Chainwash: Multi-Step Rewriting Attacks on Diffusion Language Model Watermarks
Simple iterative rewrites by small open models can erase nearly all AI text watermarks.
A new paper from Ameen et al. demonstrates that statistical watermarks intended to verify AI-generated text can be easily defeated by chaining multiple rewrites — a technique they call Chainwash. The study focuses on diffusion language models (like LLaDA 8B Instruct), which generate tokens in arbitrary order, making traditional autoregressive watermarking schemes inapplicable. The existing watermark by Gloaguen et al. achieves >99% true positive detection on the original unmodified output. However, the researchers tested what happens when that watermarked text is rewritten not once but several times.

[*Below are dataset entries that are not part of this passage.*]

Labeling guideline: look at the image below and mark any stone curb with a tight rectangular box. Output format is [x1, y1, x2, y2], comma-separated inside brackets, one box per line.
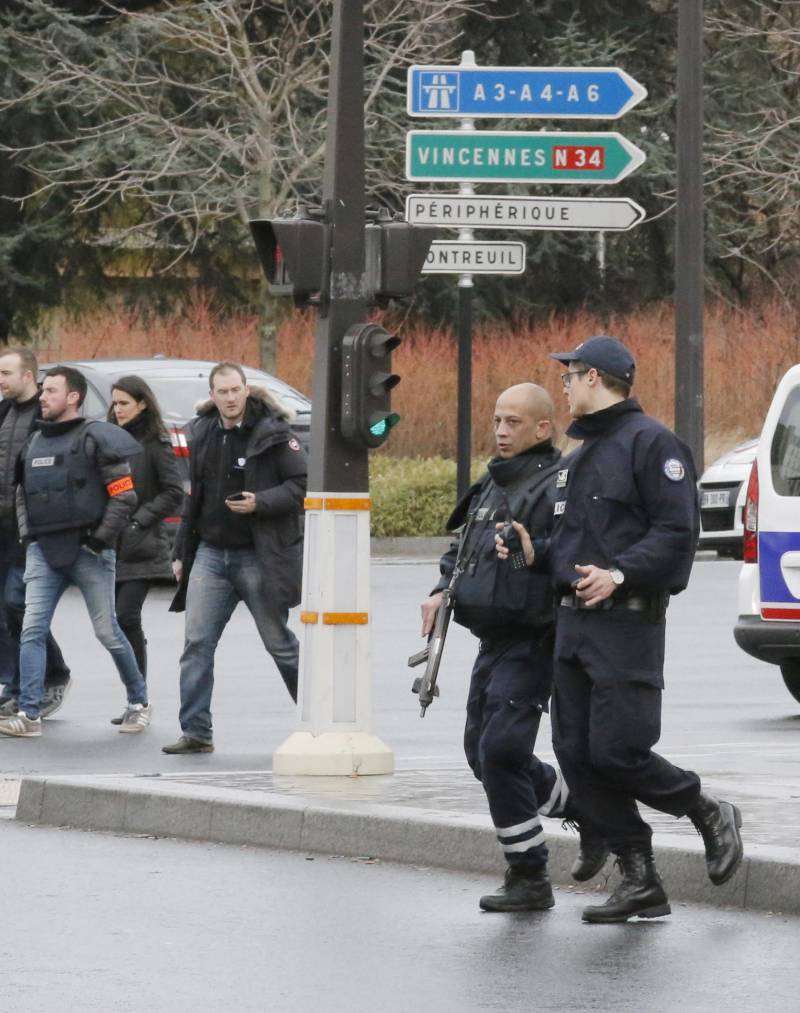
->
[16, 774, 799, 915]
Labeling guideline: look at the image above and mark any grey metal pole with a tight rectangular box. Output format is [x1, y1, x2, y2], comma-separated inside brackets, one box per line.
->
[308, 0, 368, 493]
[675, 0, 705, 470]
[456, 282, 473, 500]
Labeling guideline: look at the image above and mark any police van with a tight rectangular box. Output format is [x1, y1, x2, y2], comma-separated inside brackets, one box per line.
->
[734, 364, 800, 704]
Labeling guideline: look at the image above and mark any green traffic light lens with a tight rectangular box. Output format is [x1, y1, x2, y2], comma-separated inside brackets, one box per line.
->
[369, 412, 401, 438]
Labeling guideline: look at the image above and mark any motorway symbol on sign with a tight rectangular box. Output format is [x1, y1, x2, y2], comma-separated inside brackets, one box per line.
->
[405, 194, 646, 232]
[407, 65, 647, 120]
[421, 241, 526, 275]
[406, 130, 645, 184]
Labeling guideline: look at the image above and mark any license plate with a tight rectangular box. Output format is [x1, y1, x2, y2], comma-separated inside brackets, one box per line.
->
[701, 489, 731, 509]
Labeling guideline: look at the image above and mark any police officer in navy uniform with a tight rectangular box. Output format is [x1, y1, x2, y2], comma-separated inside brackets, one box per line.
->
[498, 337, 744, 923]
[421, 383, 602, 912]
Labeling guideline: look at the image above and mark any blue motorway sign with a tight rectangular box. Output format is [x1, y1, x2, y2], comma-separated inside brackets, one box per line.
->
[407, 65, 647, 120]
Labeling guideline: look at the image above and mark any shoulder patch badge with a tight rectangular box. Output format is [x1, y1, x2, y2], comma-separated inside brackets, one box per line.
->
[556, 468, 569, 489]
[288, 438, 301, 452]
[554, 500, 566, 516]
[663, 458, 685, 482]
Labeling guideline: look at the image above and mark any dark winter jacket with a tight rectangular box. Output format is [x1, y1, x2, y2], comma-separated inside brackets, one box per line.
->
[115, 415, 185, 583]
[0, 395, 41, 566]
[169, 386, 307, 612]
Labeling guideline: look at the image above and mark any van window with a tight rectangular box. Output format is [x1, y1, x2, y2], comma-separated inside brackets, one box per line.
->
[771, 386, 800, 496]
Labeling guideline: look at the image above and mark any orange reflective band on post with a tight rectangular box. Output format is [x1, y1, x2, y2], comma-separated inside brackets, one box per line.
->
[300, 612, 319, 624]
[324, 498, 371, 510]
[322, 612, 368, 625]
[106, 475, 134, 497]
[304, 498, 324, 511]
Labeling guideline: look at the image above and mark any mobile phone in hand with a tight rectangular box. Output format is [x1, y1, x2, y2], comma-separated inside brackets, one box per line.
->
[226, 492, 246, 501]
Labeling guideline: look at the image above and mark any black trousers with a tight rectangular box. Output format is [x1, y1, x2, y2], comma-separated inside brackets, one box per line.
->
[551, 607, 701, 853]
[1, 560, 70, 695]
[115, 579, 152, 678]
[464, 631, 565, 872]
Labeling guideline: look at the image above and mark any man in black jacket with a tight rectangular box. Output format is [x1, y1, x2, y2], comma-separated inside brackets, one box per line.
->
[163, 361, 307, 755]
[420, 383, 603, 911]
[0, 347, 72, 718]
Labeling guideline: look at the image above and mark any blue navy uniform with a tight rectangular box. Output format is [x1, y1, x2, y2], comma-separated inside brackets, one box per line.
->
[433, 442, 568, 874]
[543, 399, 702, 853]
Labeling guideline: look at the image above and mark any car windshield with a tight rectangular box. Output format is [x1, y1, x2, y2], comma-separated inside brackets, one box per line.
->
[137, 374, 310, 423]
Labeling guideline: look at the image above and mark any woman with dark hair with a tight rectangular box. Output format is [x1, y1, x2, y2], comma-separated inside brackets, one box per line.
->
[107, 375, 184, 722]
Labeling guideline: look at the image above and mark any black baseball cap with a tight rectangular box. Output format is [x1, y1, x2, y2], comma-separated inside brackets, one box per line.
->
[549, 335, 635, 385]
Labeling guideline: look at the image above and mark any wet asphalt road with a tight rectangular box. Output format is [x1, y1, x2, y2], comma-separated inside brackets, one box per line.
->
[2, 817, 795, 1013]
[0, 557, 794, 779]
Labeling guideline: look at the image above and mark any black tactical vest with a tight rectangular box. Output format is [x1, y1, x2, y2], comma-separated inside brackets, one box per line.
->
[23, 422, 108, 535]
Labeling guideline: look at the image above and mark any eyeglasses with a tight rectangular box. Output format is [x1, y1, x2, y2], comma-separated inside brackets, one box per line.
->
[560, 369, 591, 388]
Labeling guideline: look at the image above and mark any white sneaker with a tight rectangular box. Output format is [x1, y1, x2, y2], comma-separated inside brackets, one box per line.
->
[119, 703, 152, 734]
[0, 712, 42, 737]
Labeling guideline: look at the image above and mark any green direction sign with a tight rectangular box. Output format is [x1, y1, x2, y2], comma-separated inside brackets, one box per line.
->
[405, 130, 645, 184]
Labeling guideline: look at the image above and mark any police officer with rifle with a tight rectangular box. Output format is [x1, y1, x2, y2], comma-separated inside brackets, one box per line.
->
[417, 383, 605, 912]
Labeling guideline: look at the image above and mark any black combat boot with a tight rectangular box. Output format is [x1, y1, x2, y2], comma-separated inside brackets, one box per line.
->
[479, 866, 555, 912]
[581, 848, 670, 923]
[686, 792, 743, 885]
[572, 825, 611, 882]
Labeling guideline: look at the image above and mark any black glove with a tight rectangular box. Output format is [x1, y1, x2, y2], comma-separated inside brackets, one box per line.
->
[81, 534, 107, 555]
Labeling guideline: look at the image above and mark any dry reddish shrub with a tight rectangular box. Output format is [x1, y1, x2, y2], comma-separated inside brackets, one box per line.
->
[33, 293, 799, 464]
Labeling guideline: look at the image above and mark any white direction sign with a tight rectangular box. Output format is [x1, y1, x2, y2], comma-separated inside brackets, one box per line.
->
[406, 194, 646, 232]
[422, 241, 526, 275]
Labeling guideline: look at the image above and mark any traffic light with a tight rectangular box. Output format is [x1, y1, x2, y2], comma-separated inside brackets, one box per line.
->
[249, 217, 325, 305]
[341, 322, 401, 448]
[364, 221, 437, 305]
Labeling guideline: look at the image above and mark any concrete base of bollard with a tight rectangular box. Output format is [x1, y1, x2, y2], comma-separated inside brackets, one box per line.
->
[271, 731, 395, 776]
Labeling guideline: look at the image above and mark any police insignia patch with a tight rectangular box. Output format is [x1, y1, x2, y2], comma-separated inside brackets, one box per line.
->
[556, 469, 569, 489]
[554, 500, 566, 516]
[663, 458, 685, 481]
[288, 438, 300, 452]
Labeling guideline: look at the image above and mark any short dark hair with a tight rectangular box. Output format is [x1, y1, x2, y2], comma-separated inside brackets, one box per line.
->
[573, 359, 632, 399]
[44, 365, 87, 406]
[0, 345, 38, 378]
[209, 361, 247, 391]
[108, 375, 168, 441]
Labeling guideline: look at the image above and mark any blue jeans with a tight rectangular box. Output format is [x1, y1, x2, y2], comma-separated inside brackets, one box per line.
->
[178, 543, 299, 742]
[19, 542, 147, 719]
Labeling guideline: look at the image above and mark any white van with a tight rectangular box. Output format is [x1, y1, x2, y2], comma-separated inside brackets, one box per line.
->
[734, 364, 800, 703]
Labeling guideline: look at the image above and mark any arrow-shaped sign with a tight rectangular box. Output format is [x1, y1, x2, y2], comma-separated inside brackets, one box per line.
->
[407, 65, 647, 120]
[406, 130, 646, 185]
[405, 195, 646, 232]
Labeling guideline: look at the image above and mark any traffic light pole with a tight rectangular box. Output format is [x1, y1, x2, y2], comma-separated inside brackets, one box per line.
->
[272, 0, 393, 775]
[675, 0, 705, 470]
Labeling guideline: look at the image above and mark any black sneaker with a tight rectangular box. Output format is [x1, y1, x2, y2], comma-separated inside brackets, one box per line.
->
[40, 678, 72, 719]
[162, 735, 214, 754]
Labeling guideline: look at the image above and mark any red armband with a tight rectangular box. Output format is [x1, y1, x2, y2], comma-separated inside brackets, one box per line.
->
[106, 475, 134, 497]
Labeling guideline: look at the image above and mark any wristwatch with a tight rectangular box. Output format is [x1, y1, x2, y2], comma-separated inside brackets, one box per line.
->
[609, 567, 625, 587]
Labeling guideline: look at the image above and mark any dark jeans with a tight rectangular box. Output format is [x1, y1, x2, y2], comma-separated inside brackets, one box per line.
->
[0, 558, 71, 699]
[115, 579, 151, 678]
[551, 608, 701, 853]
[464, 632, 565, 872]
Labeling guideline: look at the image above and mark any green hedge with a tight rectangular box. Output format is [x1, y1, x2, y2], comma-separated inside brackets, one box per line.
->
[369, 456, 485, 537]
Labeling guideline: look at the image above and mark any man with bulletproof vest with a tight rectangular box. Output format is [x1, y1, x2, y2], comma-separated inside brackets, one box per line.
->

They generated 1,605 watermarked completions (~300 tokens each) across five WaterBench domains, then used four small open-weight language models (1.5B to 8B parameters) with no knowledge of the watermark key to rewrite the texts in five different styles: paraphrase, humanize, simplify, academic, and summarize+expand. Each chain ran for up to five hops, producing a total of 160,500 rewritten texts. At the standard significance threshold, 87.9% of original watermarked outputs were detected. After a single rewrite, detection fell to between 14% and 41% depending on the model and style. After five chained rewrites, detection collapsed to just 4.86% — meaning 94.76% of originally flagged texts escaped detection. After three rewrites, the detector score had already dropped 86% of the way toward the null distribution. This scalability and simplicity make Chainwash a serious threat to current watermarking methods for diffusion LMs.
- Detection rate falls from 87.9% on original to 14–41% after just one rewrite, and to 4.86% after five chained rewrites.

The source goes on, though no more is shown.